The first level of enumerated clause (heading 4 in the “Articles” scheme and heading 3 in the “Sections” scheme) uses (1) enumeration, regardless of whether the enumerated clauses occur in a section or a subsection. The next level uses (A) enumeration. The level after that uses (i) enumeration, but it is unlikely that you would need it, and using three levels of tabulated enumerated clauses in a section would likely make a contract harder to read. No further levels are offered.
Because each series of tabulated enumerated clauses constitutes, with the introductory clause, a single sentence, the word that begins each tabulated enumerated clause should start with a lower-case letter, unless that word always begins with a capital letter.

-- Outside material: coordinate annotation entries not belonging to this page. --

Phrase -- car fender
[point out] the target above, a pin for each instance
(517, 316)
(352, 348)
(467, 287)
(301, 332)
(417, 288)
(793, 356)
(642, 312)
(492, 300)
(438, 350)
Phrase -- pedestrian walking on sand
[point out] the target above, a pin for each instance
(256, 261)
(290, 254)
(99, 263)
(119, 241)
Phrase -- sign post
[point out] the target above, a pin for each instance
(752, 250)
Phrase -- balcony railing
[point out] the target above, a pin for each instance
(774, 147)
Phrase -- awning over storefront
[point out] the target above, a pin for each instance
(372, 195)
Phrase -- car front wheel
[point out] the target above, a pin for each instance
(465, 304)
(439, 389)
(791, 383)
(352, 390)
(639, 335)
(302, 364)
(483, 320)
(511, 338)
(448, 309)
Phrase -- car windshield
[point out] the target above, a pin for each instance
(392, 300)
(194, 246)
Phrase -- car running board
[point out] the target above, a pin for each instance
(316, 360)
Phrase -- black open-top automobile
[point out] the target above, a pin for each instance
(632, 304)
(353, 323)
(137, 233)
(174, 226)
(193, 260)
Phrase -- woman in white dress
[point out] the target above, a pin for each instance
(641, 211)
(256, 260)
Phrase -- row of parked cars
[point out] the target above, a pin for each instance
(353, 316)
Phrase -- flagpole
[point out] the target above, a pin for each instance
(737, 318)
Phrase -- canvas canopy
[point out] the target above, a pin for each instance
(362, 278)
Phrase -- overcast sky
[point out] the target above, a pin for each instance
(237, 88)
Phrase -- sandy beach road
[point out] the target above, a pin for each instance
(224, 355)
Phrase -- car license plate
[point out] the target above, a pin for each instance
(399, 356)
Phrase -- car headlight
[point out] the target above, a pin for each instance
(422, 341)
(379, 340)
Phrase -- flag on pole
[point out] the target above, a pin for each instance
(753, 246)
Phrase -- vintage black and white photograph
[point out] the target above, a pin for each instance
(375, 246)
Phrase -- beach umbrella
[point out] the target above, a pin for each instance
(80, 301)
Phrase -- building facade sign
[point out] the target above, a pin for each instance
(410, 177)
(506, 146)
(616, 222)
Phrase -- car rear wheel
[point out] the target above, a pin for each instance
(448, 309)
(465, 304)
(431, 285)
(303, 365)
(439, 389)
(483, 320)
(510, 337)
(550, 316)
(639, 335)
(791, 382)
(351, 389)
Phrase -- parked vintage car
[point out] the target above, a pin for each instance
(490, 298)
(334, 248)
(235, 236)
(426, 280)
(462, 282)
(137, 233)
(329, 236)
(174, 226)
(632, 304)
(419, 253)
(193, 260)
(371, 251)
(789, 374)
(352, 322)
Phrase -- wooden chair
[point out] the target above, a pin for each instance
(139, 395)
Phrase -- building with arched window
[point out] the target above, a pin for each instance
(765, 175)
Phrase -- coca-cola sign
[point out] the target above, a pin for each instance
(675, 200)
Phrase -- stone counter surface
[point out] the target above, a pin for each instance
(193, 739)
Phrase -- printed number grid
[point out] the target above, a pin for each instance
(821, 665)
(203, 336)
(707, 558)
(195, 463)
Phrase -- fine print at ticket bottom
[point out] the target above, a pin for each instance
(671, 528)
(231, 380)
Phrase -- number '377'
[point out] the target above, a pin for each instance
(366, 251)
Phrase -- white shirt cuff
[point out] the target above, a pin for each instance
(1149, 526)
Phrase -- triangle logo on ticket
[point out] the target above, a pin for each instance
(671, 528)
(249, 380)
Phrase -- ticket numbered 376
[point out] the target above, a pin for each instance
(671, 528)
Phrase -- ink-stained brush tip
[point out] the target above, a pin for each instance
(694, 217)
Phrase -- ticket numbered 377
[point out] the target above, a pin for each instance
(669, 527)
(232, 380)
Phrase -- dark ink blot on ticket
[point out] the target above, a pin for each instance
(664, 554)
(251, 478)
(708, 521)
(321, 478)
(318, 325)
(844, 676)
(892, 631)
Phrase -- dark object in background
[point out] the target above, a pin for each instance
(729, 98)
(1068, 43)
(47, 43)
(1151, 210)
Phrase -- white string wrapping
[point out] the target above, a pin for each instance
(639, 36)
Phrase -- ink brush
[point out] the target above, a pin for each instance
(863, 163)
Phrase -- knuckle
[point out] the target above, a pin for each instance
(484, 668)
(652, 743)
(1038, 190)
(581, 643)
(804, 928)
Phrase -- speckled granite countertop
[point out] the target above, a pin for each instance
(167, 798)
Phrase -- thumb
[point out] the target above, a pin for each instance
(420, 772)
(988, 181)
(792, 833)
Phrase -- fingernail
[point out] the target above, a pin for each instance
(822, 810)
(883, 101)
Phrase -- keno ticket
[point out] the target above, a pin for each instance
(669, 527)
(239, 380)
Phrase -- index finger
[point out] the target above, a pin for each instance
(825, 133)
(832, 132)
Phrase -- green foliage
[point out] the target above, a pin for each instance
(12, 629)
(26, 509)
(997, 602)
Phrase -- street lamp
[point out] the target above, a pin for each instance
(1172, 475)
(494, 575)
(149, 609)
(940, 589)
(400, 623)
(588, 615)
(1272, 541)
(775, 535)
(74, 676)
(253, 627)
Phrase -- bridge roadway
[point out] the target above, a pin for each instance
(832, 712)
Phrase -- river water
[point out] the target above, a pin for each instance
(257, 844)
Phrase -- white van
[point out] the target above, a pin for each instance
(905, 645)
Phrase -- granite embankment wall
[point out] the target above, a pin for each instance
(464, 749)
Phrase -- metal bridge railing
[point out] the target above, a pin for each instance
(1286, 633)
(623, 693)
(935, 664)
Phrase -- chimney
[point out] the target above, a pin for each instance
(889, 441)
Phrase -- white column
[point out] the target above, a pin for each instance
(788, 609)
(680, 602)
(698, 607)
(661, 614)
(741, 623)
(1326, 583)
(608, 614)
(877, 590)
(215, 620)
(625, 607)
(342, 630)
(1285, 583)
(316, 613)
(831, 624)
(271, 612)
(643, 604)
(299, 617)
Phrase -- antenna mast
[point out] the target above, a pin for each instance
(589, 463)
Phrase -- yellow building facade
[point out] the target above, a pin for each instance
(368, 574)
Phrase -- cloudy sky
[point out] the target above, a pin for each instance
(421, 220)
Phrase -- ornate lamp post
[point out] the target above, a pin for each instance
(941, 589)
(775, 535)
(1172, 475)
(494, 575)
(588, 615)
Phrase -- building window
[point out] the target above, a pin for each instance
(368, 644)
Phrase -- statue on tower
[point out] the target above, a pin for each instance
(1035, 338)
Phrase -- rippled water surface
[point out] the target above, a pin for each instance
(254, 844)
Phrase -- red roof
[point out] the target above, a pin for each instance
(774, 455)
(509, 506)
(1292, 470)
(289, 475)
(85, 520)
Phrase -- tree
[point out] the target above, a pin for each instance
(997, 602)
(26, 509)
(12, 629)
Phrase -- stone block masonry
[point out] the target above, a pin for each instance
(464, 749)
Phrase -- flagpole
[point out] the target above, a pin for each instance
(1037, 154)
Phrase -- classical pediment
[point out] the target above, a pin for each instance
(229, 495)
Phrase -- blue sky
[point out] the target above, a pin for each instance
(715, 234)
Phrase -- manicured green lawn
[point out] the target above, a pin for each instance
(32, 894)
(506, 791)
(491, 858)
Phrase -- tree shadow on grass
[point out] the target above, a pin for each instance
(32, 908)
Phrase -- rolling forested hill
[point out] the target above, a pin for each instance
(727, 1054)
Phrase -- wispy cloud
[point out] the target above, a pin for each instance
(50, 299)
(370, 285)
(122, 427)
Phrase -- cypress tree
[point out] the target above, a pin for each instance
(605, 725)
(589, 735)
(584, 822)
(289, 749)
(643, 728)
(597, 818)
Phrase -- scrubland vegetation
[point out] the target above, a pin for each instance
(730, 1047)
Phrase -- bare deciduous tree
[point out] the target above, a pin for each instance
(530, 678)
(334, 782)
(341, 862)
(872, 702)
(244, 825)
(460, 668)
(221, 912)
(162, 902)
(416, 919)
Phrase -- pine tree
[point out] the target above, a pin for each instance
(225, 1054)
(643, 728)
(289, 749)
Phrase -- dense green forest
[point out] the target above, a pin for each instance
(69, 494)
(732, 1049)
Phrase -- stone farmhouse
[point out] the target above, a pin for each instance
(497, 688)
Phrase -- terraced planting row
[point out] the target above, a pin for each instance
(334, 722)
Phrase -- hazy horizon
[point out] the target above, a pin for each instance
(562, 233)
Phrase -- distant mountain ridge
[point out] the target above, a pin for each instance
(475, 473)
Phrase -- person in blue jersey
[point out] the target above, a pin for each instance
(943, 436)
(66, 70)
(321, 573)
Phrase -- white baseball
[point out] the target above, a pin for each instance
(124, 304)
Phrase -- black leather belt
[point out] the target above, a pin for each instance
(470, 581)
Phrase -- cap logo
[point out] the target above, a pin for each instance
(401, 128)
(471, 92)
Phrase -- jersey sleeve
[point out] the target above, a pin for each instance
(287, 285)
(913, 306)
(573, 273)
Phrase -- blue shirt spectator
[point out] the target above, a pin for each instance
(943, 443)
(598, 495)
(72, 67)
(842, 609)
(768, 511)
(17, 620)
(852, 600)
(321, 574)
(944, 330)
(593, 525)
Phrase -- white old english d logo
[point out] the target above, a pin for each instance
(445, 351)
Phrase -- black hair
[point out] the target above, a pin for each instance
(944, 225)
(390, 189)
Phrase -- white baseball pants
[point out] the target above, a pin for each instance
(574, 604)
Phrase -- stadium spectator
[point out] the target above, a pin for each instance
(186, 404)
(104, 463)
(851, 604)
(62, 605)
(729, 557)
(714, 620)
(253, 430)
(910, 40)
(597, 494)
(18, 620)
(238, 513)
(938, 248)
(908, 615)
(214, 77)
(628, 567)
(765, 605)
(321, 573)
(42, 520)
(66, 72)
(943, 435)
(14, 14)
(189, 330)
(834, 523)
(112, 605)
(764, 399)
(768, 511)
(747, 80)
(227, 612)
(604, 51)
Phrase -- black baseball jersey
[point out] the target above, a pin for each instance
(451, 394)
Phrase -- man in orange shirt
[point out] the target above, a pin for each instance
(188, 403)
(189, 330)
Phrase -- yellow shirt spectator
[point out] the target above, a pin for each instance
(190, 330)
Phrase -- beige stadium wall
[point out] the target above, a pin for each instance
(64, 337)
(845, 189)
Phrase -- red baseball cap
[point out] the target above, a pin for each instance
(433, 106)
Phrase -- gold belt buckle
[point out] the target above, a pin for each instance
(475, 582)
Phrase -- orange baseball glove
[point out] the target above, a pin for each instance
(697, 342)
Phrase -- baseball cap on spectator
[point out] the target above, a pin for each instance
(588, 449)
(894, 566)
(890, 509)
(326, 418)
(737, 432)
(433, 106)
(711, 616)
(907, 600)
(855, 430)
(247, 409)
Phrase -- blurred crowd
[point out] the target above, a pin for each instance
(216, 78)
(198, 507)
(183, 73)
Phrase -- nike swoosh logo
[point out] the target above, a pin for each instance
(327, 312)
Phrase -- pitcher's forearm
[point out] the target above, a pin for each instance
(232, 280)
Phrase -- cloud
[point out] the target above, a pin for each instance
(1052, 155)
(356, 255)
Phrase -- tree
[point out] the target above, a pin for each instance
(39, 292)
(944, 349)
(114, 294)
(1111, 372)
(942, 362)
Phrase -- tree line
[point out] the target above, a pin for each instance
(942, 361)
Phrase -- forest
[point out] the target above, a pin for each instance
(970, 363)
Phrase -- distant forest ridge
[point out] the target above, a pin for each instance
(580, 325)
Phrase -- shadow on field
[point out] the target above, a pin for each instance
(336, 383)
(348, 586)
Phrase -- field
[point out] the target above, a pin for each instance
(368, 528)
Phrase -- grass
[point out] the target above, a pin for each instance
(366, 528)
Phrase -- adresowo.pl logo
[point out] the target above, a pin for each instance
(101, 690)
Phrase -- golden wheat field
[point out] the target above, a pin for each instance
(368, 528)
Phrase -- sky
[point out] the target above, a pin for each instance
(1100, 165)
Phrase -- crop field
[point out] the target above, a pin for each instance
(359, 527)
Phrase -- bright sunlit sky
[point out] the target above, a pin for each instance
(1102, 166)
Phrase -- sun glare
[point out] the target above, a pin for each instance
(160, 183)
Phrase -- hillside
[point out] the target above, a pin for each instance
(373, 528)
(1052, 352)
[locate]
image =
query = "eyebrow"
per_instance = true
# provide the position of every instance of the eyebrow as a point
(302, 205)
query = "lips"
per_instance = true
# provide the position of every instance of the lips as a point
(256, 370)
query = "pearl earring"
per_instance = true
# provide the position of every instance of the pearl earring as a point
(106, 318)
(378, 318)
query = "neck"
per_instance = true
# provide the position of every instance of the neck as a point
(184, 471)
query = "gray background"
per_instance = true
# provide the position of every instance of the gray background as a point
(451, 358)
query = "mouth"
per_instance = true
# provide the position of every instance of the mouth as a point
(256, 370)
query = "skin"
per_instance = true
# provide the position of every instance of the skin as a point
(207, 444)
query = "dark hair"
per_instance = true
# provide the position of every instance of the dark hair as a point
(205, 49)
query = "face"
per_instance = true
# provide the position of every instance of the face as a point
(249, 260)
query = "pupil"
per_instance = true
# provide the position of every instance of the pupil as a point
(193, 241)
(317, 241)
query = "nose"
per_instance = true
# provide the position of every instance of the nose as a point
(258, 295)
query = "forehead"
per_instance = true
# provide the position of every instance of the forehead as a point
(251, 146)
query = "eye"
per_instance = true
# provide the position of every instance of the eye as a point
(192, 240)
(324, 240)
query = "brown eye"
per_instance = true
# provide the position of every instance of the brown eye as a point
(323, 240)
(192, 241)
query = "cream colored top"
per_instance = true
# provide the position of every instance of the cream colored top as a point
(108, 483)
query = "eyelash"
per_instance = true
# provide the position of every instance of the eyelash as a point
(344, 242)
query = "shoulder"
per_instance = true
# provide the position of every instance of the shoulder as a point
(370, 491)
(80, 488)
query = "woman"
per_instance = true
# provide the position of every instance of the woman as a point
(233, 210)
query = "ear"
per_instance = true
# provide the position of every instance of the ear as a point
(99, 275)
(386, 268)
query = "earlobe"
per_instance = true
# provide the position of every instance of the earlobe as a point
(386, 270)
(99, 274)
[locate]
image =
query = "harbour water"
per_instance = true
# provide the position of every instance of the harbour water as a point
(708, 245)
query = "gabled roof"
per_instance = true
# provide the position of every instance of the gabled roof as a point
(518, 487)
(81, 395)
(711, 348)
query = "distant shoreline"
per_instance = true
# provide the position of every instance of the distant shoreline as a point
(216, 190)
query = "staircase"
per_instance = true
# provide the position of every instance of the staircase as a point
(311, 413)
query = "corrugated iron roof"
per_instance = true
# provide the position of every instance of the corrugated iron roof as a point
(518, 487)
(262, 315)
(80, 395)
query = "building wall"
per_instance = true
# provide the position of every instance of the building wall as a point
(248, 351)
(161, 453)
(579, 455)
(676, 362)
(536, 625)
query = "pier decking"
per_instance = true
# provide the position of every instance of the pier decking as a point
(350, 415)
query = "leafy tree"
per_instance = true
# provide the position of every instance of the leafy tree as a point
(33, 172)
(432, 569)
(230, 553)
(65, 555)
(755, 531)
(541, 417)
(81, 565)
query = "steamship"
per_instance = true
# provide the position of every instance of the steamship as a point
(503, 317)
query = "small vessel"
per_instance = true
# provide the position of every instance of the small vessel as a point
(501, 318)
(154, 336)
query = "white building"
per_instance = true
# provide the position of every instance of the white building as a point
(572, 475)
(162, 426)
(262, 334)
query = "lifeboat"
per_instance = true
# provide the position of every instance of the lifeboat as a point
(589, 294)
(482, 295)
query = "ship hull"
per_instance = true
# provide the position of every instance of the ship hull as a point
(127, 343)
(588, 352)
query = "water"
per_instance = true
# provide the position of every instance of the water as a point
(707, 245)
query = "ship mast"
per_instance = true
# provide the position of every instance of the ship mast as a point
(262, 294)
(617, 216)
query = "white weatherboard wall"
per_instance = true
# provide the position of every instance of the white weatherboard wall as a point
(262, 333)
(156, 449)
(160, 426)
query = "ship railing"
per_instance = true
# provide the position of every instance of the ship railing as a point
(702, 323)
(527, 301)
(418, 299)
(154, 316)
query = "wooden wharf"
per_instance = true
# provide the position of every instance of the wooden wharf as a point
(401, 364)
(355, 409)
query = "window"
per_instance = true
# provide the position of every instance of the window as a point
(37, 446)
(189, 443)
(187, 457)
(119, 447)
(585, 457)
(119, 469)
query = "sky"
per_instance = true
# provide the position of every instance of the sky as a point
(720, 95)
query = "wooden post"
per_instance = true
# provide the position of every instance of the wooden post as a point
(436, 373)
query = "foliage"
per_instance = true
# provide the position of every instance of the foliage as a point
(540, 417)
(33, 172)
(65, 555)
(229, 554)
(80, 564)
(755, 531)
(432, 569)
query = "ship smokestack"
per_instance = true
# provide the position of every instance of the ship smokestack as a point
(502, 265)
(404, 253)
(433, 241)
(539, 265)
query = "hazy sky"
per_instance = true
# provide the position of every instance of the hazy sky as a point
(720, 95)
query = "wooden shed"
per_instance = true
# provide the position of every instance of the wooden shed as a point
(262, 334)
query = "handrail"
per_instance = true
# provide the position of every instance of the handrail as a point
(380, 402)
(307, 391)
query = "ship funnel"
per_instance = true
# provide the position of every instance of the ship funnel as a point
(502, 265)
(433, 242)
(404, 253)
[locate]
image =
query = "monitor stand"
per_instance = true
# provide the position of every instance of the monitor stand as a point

Each tabulated enumerated clause should end with a semi-colon, except for the final clause in a series, which should end in a period. The penultimate tabulated enumerated clause in a series should have an “and” or “or” after the semi-colon and on the same line, unless due to lack of space it’s forced to the next line.
Tabulated enumerated clauses are best placed at the end of a sentence.
Formatting Unnumbered Paragraphs
Any contract will contain blocks of text that are unnumbered and so fall outside of the MSCD enumeration schemes. These include the title, the introductory clause, any recitals, the lead in, the concluding clause, and the signature blocks. Also, the body of the contract may contain other unnumbered paragraphs, such as addresses and the text of stock-certificate legends.
If you wish to format a given paragraph as an unnumbered paragraph, simply apply a suitable format using the Styles section of Home Ribbon.)
A simpler way to format the unnumbered paragraphs at the front and back of the contract would be to copy and revise text from the appropriate templates among those included on the “Templates” page of this site.
That’s an introduction to use of the Numbering Assistant to apply the MSCD first-line-indent enumeration scheme. To learn about the Numbering Assistant’s other features, consult the Numbering Assistant help files.